The do notation starts looking much more attractive for multiple parameters, however. Here's dropMiddle in monadic style written directly [2]:

dropMiddleM :: Parser (Char,Char)
dropMiddleM = item >>= \x ->
                item >>= \_ ->
                  item >>= \z -> return (x,z)

And now rewritten using do:

dropMiddleM' :: Parser (Char,Char)
dropMiddleM' =
  do  x <- item
      item
      z <- item
      return (x,z)

Let's do a detailed breakdown of what's happening here to better understand the monadic sequencing mechanics. I'll be using the direct style (dropMiddleM) to unravel the applications of >>=:

item >>= \x ->
  item >>= \_ ->
    item >>= \z -> return (x,z)

.. applying the first >>=, calling the right-hand side rhsX

P (\inp -> case parse item inp of
              []        -> []
              [(v,out)] -> parse (rhsX v) out)

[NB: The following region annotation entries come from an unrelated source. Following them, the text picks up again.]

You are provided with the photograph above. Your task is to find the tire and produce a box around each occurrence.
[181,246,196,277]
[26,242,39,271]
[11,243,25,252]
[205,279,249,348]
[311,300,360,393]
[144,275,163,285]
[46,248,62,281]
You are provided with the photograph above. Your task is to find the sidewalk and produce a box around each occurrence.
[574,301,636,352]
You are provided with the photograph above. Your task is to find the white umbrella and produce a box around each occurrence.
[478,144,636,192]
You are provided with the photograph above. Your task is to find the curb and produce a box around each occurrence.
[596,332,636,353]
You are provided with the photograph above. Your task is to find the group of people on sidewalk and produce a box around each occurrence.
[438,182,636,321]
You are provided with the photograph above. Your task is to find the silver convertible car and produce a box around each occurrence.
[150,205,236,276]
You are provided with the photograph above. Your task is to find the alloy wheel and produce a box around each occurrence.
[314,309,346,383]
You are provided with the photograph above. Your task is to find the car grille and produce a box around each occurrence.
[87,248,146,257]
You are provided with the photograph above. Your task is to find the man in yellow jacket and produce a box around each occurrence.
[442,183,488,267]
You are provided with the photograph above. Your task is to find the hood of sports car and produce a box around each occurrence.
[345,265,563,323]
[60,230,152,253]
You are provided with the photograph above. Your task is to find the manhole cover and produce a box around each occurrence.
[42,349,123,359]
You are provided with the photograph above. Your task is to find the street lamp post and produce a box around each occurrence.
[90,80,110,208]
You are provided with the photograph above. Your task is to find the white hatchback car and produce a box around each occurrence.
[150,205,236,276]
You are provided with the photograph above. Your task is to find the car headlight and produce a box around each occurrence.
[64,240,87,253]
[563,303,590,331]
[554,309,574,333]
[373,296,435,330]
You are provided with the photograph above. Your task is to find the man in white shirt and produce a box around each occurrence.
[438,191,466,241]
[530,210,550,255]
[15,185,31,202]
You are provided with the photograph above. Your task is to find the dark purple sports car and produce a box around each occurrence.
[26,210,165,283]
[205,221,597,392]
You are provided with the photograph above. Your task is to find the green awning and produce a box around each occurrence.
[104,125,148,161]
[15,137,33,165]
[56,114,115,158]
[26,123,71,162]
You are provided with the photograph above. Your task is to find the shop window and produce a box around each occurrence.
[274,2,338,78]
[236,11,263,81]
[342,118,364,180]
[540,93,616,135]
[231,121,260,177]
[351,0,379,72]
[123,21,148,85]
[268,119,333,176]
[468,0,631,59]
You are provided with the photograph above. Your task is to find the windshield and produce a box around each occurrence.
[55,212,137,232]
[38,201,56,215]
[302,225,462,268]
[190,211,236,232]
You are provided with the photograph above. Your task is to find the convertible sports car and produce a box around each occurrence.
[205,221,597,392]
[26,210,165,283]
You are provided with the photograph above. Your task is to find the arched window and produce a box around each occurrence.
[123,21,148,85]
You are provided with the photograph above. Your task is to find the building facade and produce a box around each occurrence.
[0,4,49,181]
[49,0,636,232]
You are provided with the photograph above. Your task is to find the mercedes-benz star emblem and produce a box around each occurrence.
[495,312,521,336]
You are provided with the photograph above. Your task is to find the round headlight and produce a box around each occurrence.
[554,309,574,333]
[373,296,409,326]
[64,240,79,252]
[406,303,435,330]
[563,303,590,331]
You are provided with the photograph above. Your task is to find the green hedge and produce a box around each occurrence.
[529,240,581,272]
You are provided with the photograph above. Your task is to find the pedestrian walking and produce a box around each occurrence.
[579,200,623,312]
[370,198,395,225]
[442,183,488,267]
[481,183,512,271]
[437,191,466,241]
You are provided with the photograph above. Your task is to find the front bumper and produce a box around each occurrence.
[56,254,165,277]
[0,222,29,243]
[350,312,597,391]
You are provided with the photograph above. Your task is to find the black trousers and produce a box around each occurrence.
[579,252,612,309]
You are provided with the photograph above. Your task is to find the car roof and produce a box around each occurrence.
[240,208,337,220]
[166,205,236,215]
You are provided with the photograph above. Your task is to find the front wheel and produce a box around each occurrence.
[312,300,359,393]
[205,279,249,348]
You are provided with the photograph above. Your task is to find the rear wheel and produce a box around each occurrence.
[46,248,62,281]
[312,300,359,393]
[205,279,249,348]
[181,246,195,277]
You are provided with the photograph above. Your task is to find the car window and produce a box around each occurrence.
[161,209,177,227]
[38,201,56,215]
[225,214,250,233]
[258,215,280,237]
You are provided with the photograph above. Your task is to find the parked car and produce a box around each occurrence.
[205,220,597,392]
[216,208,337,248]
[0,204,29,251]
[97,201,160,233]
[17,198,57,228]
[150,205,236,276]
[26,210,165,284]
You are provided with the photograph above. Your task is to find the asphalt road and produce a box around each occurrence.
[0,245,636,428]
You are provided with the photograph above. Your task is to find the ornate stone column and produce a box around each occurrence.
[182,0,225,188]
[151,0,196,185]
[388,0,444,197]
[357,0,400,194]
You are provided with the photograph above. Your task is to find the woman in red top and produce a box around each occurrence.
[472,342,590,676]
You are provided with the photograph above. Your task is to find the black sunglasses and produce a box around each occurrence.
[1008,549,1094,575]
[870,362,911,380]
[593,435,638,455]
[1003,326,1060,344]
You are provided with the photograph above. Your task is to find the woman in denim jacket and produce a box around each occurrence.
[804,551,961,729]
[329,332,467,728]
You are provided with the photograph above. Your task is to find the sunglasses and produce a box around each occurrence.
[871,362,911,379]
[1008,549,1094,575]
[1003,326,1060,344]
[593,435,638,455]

.. the result of parsing the first item is passed in as the argument to rhsX,
   which then returns the next application of >>=; As usual, we acknowledge
   the error propagation and ignore it for simplicity.

P (\inp -> case parse item inp of
              []        -> []
              [(v,out)] -> parse (rhsY v) out)

... and similarly for rhsZ; the final result is invoking "parse return (x,z)"
    where x is the result of parsing the first item and z the result of
    parsing the third.

A complete example

As a complete example, I've expanded the parser grammar found in the book to support conditional expressions. The full example is available here. Recall that wa want to parse expressions of the form:

if <expr> then <expr> else <expr>

This is the monadic parser [3]:

ifexpr :: Parser Int
ifexpr = do symbol "if"
            cond <- expr
            symbol "then"
            thenExpr <- expr
            symbol "else"
            elseExpr <- expr
            return (if cond == 0 then elseExpr else thenExpr)

And this is the equivalent applicative version (<$> is just an infix synonym for fmap):

ifexpr' :: Parser Int
ifexpr' =
  selector <$> symbol "if" <*> expr
           <*> symbol "then" <*> expr
           <*> symbol "else" <*> expr
  where selector _ cond _ t _ e = if cond == 0 then e else t

Which one is better? It's really a matter of personal taste. Since both the monadic and applicative styles deal in Parsers, they can be freely mixed and combined.

[1]	Failures could also be signaled by using `Maybe`, but a list lets us express multiple results (for example a string that can be parsed in multiple ways). We're not going to be using multiple results in this article, but it's good to keep this option open.

[2]	We could also use the monadic operator `>>` for statements that don't create a new assignment, but using `>>=` everywhere for consistency makes it a bit easier to understand.

[3]	The return value of this parser is `Int`, because it evaluates the parsed expression on the fly - this technique is called Syntax Directed Translation in the Dragon book. Note also that the conditional clauses are evaluated eagerly, which is valid only when no side effects are present.